Em primeiro lugar, faz um apanhado geral das práticas internacionais. E, para aqueles que comparam os R$100 (a nossa maior nota) com os US$ 100 (a maior nota americana), ele responde com a comparação entre as rendas per capita. Sim, os nossos R$100, para fins práticos, são equivalentes aos US$ 100 dos EUA. E lá, estão discutindo a eliminação dessa nota, justamente para dificultar o crime. Tente você usar uma nota de US$ 100 no dia a dia nos EUA. É muito difícil. Aqui, o uso dos R$100 também é difícil (já foi mais), imagine usar a nota de R$200.

Neste ponto, Franco faz uma comparação certeira: o que é mais difícil, usar os R$200 em dinheiro vivo ou dentro de um aplicativo do celular? Ah, mas o povo não tem celular. Bem, esse povo que não tem dinheiro nem para comprar um celular vai ter a mesma dificuldade de usar os R$200 no comércio.
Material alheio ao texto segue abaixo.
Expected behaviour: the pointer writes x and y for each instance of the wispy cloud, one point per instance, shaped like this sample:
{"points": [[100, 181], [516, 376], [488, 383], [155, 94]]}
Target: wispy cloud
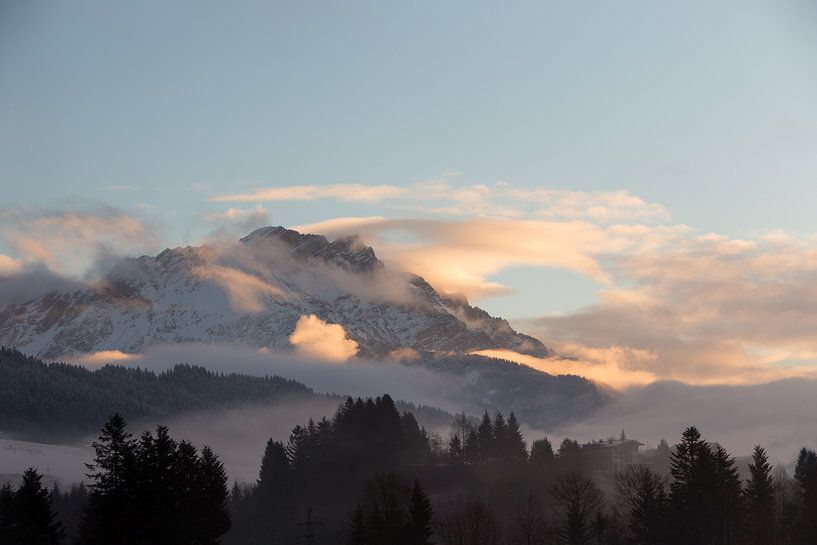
{"points": [[442, 196], [245, 219], [315, 338], [71, 242]]}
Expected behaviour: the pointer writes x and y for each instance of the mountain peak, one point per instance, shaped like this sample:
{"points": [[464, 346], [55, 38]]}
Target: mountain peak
{"points": [[350, 253]]}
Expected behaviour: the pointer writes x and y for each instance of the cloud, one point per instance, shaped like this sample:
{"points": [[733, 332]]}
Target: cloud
{"points": [[318, 339], [72, 242], [781, 416], [460, 256], [104, 357], [711, 309], [673, 303], [246, 292], [441, 196], [245, 219], [342, 192], [611, 366], [9, 265]]}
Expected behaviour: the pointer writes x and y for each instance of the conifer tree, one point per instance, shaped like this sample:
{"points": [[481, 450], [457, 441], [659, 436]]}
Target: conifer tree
{"points": [[420, 513], [499, 445], [358, 532], [643, 494], [805, 473], [578, 501], [471, 450], [485, 439], [759, 524], [541, 453], [275, 470], [455, 449], [726, 497], [211, 499], [692, 468], [108, 513], [7, 513], [516, 447], [34, 519]]}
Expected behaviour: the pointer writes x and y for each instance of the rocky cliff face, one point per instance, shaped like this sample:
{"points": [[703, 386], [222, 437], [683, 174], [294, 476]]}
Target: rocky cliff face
{"points": [[252, 293]]}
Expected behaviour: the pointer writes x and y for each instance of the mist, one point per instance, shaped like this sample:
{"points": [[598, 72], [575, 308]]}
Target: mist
{"points": [[780, 416]]}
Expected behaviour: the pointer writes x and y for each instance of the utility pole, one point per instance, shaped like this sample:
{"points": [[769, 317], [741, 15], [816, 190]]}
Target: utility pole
{"points": [[308, 529]]}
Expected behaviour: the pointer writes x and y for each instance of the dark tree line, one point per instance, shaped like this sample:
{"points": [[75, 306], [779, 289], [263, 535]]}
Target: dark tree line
{"points": [[27, 516], [146, 490], [58, 400], [372, 476], [153, 490]]}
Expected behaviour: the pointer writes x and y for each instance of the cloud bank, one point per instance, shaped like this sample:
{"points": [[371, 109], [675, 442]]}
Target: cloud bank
{"points": [[315, 338]]}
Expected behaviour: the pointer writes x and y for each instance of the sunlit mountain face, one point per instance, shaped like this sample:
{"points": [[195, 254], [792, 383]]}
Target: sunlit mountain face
{"points": [[401, 274]]}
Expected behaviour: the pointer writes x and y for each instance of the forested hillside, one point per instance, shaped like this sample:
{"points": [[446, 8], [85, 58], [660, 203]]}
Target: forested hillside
{"points": [[372, 476], [53, 402], [57, 401]]}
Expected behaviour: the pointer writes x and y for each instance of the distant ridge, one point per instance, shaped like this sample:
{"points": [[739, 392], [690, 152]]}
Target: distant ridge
{"points": [[252, 293]]}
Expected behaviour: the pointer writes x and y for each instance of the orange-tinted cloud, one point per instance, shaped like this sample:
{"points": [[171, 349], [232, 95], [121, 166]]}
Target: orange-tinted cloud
{"points": [[71, 242], [104, 357], [315, 338]]}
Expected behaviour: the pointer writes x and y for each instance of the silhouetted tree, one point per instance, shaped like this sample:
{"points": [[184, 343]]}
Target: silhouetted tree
{"points": [[420, 513], [760, 514], [485, 439], [474, 525], [541, 454], [7, 513], [386, 509], [692, 472], [644, 497], [726, 498], [805, 473], [210, 486], [516, 449], [578, 502], [108, 514], [358, 531], [33, 521], [529, 524]]}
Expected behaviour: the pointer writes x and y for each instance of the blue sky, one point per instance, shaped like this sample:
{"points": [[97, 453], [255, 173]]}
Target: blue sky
{"points": [[706, 108]]}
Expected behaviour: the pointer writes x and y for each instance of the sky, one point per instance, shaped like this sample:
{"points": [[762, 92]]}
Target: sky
{"points": [[630, 181]]}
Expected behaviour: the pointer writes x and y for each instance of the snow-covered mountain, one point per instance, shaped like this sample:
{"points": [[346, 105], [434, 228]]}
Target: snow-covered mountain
{"points": [[252, 293]]}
Pra surpresa de ninguém, estamos indo na contramão do mundo. Enquanto se eliminam cédulas maiores para dificultar a vida do crime e se estimulam os meios de pagamento eletrônicos, aqui vamos produzir uma nota de maior valor. O lobo-guará está em extinção, mas deve haver meios mais inteligentes de mantê-lo circulando por aí.

O novo que é velho

Romeu Zema foi o único governador eleito pelo Novo. Ao ser perguntado sobre a privatização da Cemig e de outras estatais de Minas Gerais, respondeu com o que vai abaixo. Ciro Gomes não responderia outra coisa.

Começa a ficar claro porque Gustavo Franco não topou ser o secretário de Finanças de Zema. Se esta for a vitrine do Novo, receio que o partido terá problemas.

Ainda há esperança

Da página de Gustavo Franco:

Hoje, 1 de julho de 2018, o real faz 24 anos. É o padrão monetário mais bem sucedido de todos os 9 que o Brasil já teve. Até hoje, 24 anos depois, voce vai ter dificuldade com o troco para a nota de R$100. Em 1967, quando o cruzeiro de 1942 foi substituido pelo cruzeiro novo, Pedro II, da cédula de Cr$ 100, ganhou um carimbo redondo e passou a valer 10 centavos. Vamos festejar uma reforma que fizemos direito, e que era muito dificil. Podemos perfeitamente resolver os outros problemas, o Brasil não é um caso perdido.

A direção da migração

Gustavo Franco, em seu artigo no Estadão de hoje, nos traz dados reveladores: a Justiça do Trabalho consumiu, sozinha, 0,28% do PIB brasileiro em 2015. A Justiça inteira nos EUA consumiu 0,14% do PIB americano.

Não é à toa que tem um contingente imenso de trabalhadores americanos tentando migrar para o Brasil, para usufruir da proteção proporcionada por essa legislação e por essa justiça.